Virtual commissioning: how we connected 10 automation systems through one digital melt shop
The problem with testing automation systems in isolation
Virtual commissioning of individual machines is well established. You pair a Level 1 or Level 2 system with simulated sensors and actuators, connect it to a PLC, and test it as if the real hardware were there. For a single electric arc furnace or a single ladle furnace, this works.
But a melt shop is not one machine. It is an EAF, an AOD converter, three ladle furnaces, three VD/VOD units, six cranes, transfer cars, slagging stations, heaters, scrap dryers — all producing simultaneously, all depending on each other through shared transport resources and real-time scheduling decisions.
When you test each automation system in isolation, you miss everything that happens between machines: crane transports, ladle routing, tundish logistics, the time dependencies between processes. A ladle furnace automation system has no way of knowing when a ladle will actually arrive — because that depends on what the cranes are doing, which depends on what every other machine needs at that moment.
Higher-level systems — production planning and ladle management — are even harder to test alone. They depend entirely on check-in/check-out signals, machine states, and process events from across the entire plant.
The approach: a digital melt shop as the integration layer
Together with SMS group, we built a solution for a real commissioning project. The idea: use a FESIOS digital melt shop as the shared environment that connects all automation systems into one holistic integration test.
The simulation acts as the missing link. It handles everything that no individual automation system covers:
- Crane transport — six cranes with full route planning, collision avoidance, and inter-crane coordination
- Ladle routing — dynamically calculated based on real-time queries to the production planning system
- Process events — the simulation sends and receives events via OPC UA to synchronize with each automation system
- Time dependencies — every transport runs at real equipment velocities, so timing between processes is realistic
For machines where SMS supplied the automation (EAF, AOD, LF, VD/VOD), the real automation software connects directly to simulated hardware.
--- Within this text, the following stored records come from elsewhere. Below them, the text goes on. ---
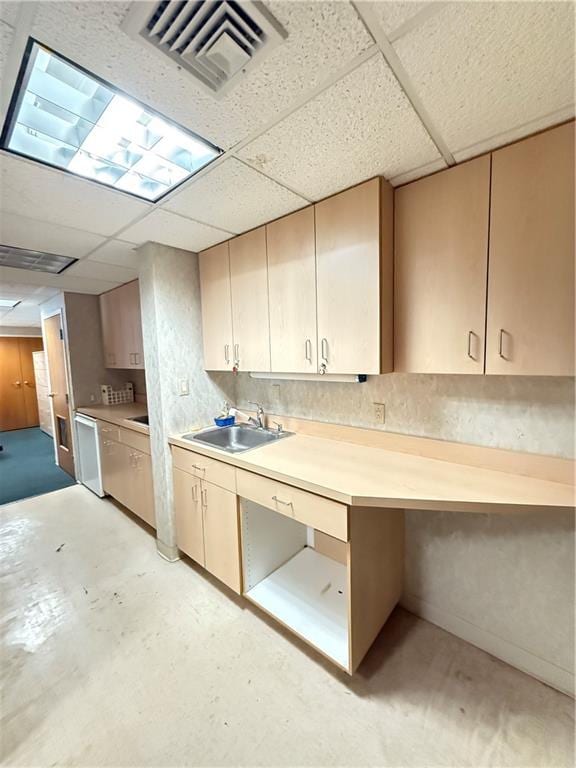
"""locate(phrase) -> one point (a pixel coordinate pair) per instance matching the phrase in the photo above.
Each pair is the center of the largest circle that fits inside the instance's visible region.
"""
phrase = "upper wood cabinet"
(122, 327)
(441, 262)
(292, 287)
(249, 287)
(216, 308)
(354, 268)
(530, 328)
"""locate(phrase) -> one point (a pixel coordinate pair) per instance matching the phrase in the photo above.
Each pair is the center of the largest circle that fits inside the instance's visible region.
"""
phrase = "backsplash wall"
(502, 582)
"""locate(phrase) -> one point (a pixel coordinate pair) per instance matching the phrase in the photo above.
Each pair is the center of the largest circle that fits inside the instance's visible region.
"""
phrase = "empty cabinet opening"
(287, 575)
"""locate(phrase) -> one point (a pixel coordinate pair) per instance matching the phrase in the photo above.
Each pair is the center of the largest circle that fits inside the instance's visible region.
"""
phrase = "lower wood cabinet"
(127, 471)
(207, 527)
(331, 574)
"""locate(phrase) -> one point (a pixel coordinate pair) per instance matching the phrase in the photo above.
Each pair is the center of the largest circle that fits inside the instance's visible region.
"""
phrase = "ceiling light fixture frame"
(19, 91)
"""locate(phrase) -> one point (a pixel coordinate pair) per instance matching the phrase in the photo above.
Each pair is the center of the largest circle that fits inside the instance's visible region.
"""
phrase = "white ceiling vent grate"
(217, 42)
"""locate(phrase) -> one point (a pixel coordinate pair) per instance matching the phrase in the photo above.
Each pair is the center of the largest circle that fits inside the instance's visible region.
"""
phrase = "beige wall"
(504, 583)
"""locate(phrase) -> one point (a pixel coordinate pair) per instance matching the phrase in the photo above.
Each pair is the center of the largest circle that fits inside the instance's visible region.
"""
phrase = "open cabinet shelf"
(309, 595)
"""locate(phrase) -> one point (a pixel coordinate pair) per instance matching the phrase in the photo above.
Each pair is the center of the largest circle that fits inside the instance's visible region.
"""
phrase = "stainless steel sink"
(237, 438)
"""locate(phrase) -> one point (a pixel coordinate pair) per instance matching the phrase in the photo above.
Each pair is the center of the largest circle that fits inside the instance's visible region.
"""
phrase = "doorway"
(58, 394)
(18, 398)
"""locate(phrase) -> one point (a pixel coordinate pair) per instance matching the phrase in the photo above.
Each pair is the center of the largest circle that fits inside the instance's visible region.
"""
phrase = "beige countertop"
(118, 414)
(364, 475)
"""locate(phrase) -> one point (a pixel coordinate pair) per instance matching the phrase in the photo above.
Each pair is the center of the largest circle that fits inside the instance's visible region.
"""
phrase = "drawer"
(215, 472)
(108, 431)
(135, 440)
(322, 514)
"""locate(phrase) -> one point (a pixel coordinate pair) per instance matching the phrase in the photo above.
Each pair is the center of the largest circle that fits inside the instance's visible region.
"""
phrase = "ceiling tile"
(99, 271)
(319, 34)
(61, 282)
(362, 126)
(235, 197)
(170, 229)
(22, 232)
(117, 252)
(481, 69)
(392, 15)
(58, 197)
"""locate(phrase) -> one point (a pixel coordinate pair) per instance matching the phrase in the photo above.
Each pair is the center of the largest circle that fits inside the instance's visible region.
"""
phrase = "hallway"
(112, 656)
(27, 466)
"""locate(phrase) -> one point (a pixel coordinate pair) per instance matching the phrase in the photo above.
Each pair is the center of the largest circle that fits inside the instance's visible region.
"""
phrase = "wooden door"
(189, 515)
(27, 347)
(55, 354)
(530, 328)
(222, 535)
(440, 270)
(12, 404)
(216, 298)
(132, 325)
(142, 488)
(292, 293)
(349, 280)
(249, 283)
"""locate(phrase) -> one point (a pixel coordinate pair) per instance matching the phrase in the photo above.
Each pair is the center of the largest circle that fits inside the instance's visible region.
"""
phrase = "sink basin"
(140, 419)
(237, 438)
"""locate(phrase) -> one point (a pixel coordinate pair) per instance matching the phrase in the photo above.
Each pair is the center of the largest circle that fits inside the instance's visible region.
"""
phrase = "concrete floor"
(114, 657)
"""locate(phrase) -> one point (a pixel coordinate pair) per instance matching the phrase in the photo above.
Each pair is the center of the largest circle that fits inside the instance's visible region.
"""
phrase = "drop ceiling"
(357, 89)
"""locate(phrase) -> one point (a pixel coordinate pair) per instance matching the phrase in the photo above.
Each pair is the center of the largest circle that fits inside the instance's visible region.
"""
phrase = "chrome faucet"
(259, 420)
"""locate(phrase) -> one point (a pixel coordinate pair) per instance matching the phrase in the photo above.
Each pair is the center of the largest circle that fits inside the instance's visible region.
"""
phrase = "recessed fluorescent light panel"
(37, 261)
(66, 117)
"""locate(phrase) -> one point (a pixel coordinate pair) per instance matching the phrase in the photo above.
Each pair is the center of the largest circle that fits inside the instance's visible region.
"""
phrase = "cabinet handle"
(471, 334)
(284, 503)
(501, 343)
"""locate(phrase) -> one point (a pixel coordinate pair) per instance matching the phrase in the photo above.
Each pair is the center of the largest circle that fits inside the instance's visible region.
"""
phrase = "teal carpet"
(27, 465)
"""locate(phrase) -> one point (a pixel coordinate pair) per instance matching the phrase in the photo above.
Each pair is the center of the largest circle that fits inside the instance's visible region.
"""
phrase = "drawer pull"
(279, 501)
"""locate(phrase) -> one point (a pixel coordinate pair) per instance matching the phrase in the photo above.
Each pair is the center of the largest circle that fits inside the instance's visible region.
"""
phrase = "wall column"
(172, 332)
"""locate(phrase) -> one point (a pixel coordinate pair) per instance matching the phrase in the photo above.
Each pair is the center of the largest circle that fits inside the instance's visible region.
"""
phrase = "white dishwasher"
(88, 465)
The simulation receives key events — “tapping complete,” “ready for charging” — and triggers the corresponding transport and logistics actions. Continuous variables like electrode positions or converter tilting angles are updated in real time via OPC UA.
For the production planning system, the simulation queries the schedule after each event to determine where a ladle should go next. For ladle management, it provides check-in and check-out signals as ladles move between positions — exactly as the real identification system would.
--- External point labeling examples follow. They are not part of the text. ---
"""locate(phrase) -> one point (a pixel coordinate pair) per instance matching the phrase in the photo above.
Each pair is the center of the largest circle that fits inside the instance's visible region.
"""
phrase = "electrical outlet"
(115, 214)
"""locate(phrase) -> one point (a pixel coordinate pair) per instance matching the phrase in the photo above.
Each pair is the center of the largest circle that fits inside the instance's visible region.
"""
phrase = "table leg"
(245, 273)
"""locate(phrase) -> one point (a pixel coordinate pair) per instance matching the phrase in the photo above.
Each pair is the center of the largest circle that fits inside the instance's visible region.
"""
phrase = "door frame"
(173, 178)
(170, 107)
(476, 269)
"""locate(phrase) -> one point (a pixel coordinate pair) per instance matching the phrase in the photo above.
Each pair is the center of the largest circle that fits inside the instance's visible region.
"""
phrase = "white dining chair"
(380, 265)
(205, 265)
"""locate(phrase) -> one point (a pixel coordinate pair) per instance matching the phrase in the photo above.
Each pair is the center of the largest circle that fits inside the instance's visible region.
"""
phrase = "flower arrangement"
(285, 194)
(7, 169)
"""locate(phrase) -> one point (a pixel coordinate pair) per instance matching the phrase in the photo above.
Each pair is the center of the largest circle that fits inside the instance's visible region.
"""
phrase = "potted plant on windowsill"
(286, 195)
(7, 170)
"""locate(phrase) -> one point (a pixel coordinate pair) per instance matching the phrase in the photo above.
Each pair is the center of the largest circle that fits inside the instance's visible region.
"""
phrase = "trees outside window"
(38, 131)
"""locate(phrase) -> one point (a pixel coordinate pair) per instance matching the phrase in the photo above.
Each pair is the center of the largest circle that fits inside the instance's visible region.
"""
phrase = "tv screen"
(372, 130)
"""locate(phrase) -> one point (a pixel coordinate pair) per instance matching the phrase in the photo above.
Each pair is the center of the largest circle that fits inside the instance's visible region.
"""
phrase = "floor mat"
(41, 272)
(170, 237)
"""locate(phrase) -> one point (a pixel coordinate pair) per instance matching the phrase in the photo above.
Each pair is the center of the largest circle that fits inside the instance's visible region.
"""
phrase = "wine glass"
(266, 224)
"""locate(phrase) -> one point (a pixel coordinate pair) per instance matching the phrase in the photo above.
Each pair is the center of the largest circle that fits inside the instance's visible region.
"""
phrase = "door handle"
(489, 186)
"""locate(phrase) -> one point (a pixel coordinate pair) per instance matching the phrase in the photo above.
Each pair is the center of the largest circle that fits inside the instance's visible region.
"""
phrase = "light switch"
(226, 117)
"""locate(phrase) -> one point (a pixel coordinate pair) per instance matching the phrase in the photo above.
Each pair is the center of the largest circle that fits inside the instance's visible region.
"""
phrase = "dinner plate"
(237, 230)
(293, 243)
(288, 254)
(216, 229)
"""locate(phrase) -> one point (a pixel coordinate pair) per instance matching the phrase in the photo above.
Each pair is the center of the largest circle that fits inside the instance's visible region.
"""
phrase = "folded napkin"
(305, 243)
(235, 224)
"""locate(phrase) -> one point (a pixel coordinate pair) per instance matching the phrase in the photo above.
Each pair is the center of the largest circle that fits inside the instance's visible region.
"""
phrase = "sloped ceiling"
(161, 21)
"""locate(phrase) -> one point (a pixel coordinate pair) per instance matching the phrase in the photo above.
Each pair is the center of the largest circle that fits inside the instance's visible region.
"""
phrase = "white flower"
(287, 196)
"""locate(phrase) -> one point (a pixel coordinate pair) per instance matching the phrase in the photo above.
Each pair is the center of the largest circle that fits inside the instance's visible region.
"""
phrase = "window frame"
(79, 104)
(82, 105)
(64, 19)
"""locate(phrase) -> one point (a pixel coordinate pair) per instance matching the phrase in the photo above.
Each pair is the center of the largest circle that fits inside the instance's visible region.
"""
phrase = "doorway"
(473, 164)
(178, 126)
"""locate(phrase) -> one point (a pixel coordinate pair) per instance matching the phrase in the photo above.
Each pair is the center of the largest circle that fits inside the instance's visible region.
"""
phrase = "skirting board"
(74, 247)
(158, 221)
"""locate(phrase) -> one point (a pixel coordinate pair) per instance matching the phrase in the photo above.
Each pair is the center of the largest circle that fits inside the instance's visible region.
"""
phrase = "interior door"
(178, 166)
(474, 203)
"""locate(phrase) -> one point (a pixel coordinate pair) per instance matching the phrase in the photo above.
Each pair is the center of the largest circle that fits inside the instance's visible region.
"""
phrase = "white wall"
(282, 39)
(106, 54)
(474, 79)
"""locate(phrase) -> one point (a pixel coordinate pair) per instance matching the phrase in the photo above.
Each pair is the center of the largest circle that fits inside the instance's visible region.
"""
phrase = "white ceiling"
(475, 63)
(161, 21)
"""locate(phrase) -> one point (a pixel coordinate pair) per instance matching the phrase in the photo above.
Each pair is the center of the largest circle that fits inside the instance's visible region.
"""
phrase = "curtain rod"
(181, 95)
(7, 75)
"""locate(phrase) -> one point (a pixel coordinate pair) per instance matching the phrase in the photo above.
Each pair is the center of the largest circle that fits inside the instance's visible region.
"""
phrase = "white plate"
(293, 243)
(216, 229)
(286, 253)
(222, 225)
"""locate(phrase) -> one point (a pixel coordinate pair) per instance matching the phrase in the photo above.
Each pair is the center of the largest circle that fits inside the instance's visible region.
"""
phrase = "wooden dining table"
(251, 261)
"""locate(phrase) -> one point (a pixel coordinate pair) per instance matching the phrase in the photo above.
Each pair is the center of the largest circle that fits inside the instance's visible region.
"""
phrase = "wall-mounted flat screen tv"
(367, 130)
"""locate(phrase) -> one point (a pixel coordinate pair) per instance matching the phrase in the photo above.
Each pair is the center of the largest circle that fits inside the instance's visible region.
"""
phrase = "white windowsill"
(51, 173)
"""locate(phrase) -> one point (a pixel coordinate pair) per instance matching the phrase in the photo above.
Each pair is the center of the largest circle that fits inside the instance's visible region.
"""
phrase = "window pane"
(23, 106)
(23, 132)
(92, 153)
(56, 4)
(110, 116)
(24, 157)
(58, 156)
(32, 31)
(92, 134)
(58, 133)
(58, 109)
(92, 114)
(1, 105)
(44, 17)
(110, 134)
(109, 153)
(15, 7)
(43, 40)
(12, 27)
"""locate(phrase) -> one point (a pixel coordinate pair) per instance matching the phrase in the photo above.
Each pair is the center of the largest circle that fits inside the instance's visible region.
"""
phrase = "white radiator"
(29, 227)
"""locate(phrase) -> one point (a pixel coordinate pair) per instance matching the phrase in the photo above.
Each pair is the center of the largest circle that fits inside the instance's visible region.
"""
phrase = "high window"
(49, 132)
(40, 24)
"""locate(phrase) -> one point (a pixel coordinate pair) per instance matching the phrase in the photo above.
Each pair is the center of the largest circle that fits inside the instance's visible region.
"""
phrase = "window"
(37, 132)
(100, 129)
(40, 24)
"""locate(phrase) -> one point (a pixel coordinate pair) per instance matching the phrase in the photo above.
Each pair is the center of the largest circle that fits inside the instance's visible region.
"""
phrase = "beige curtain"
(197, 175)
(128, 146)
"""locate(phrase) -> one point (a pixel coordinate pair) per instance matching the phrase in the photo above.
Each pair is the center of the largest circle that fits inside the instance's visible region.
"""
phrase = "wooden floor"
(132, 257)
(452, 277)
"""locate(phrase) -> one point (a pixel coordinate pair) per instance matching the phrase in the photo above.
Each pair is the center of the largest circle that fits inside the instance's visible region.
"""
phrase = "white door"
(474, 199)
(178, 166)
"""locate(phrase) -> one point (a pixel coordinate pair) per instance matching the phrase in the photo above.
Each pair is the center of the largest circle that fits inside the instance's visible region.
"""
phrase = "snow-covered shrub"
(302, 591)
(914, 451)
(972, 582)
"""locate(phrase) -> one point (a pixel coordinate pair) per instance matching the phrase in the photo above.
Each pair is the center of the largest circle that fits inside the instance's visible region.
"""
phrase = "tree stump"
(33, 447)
What it looks like in practice
The integration test runs in a dedicated testing center. Each machine has its own workstation running the real automation software. In the background, our digital melt shop runs in the browser — visible on a main screen and accessible from every workstation.
The 3D visualization shows the complete plant in real time: cranes moving, ladles being transported, processes starting and finishing. When the EAF automation finishes tapping and sends the release event, the simulation immediately picks up the ladle, queries the production plan, and routes it to the correct next station. The AOD automation can then trigger charging events, and the simulation orchestrates the crane movements accordingly.
Every action follows the real sequence: scrap charging, tapping, ladle transport, secondary metallurgy, casting. The simulation fills in all the gaps that would otherwise require the physical plant.
10 systems, one test run
The project involved 10 automation systems running simultaneously:
- 1 EAF (Level 1/2)
- 1 AOD converter (Level 1/2)
- 3 ladle furnaces (Level 1/2)
- 3 VD/VOD units (Level 1/2)
- Production planning system (Level 3)
- Ladle management system (Level 3)
All connected through the digital melt shop, all exchanging events and data in real time.
What we learned
The shared 3D view changed how the teams worked together. Instead of each workstation operating in its own silo, everyone could see the full production flow — multiple heats at different stations, cranes moving between machines, ladles cycling through the plant. It created a sense of real production that isolated testing never provides.
The time dependencies became tangible. When a checkout signal fired, teams could watch it propagate: the ladle management system updated, the production planning system received the status change, and the simulation reflected the next transport — all in real time.
This approach also extends beyond commissioning. The same setup can train operators on the real automation systems using a virtual environment, without interfering with actual production. New operators get realistic conditions — real software, realistic timing, full plant context — without risk.
What the digital melt shop enabled:
- Integration testing of 10 automation systems simultaneously
- Real-time synchronization via OPC UA events
- Full crane and ladle logistics filling the gaps between individual machine tests
- 3D visualization accessible from every workstation for shared situational awareness
- Reusable for operator training after plant startup
This work was presented at ESTAD 2021 in collaboration with SMS group.